Marcus Mlynikowski

Personal information
- Date of birth: 6 July 1992 (age 33)
- Place of birth: Oranienburg, Germany
- Height: 1.80 m (5 ft 11 in)
- Position(s): Left-back

Team information
- Current team: Middelfart
- Number: 13

Youth career
- 0000–2010: Union Berlin

Senior career*
- Years: Team / Apps / (Gls)
- 2010–2012: Werder Bremen II / 11 / (0)
- 2012–2013: Sportfreunde Siegen / 4 / (0)
- 2013–2014: Union Berlin II / 28 / (0)
- 2014–2015: Berliner AK 07 / 23 / (2)
- 2015–2017: Hertha BSC II / 53 / (10)
- 2017: Hertha BSC / 0 / (0)
- 2015–2018: Chemnitzer FC / 27 / (1)
- 2018–2019: Berliner AK 07 / 43 / (1)
- 2020: Næstved / 14 / (0)
- 2020–2022: Fremad Amager / 41 / (1)
- 2022: → Kolding (loan) / 4 / (1)
- 2022–: Middelfart / 63 / (1)

International career
- 2009: Germany U18 / 1 / (0)

Managerial career
- 2024: Kolding (academy staff)
- 2024–: Esbjerg fB (academy staff)

= Marcus Mlynikowski =

German footballer (born 1992)

Marcus Mlynikowski (born 6 July 1992) is a German professional footballer who plays as a left-back for Danish 2nd Division club Middelfart Boldklub.

==Career==
On 12 August 2020, Mlynikowski joined Danish 1st Division club Fremad Amager.
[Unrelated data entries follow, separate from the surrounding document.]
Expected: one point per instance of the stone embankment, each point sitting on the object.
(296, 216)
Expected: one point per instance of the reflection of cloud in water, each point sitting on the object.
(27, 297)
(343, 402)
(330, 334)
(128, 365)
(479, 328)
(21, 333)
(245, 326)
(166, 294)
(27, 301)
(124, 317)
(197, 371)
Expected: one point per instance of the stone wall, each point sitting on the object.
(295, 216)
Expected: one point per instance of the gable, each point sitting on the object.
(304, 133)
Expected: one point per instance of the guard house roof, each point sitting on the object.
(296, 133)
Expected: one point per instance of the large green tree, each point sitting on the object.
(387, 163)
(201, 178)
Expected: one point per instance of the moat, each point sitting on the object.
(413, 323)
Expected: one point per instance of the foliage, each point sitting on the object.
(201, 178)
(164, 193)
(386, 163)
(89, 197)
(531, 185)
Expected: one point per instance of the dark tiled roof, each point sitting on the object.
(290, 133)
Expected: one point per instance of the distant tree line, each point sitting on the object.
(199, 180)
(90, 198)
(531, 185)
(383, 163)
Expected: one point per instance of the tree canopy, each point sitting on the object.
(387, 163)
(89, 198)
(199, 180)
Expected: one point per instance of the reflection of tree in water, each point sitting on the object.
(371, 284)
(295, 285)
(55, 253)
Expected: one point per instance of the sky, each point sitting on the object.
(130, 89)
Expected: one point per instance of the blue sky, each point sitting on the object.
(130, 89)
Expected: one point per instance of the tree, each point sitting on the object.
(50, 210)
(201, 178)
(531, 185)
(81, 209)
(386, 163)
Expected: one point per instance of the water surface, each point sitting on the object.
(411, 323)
Mlynikowski was loaned out to Danish 2nd Division club Kolding IF for the rest of the season on 31 January 2022. On 20 July 2022, Mlynikowski joined Middelfart Boldklub.

During 2024, alongside his playing career in Middelfart, Mlynikowski worked at Kolding IF's academy as a physical coach. In December 2024 he was employed in a similar position at Esbjerg fB.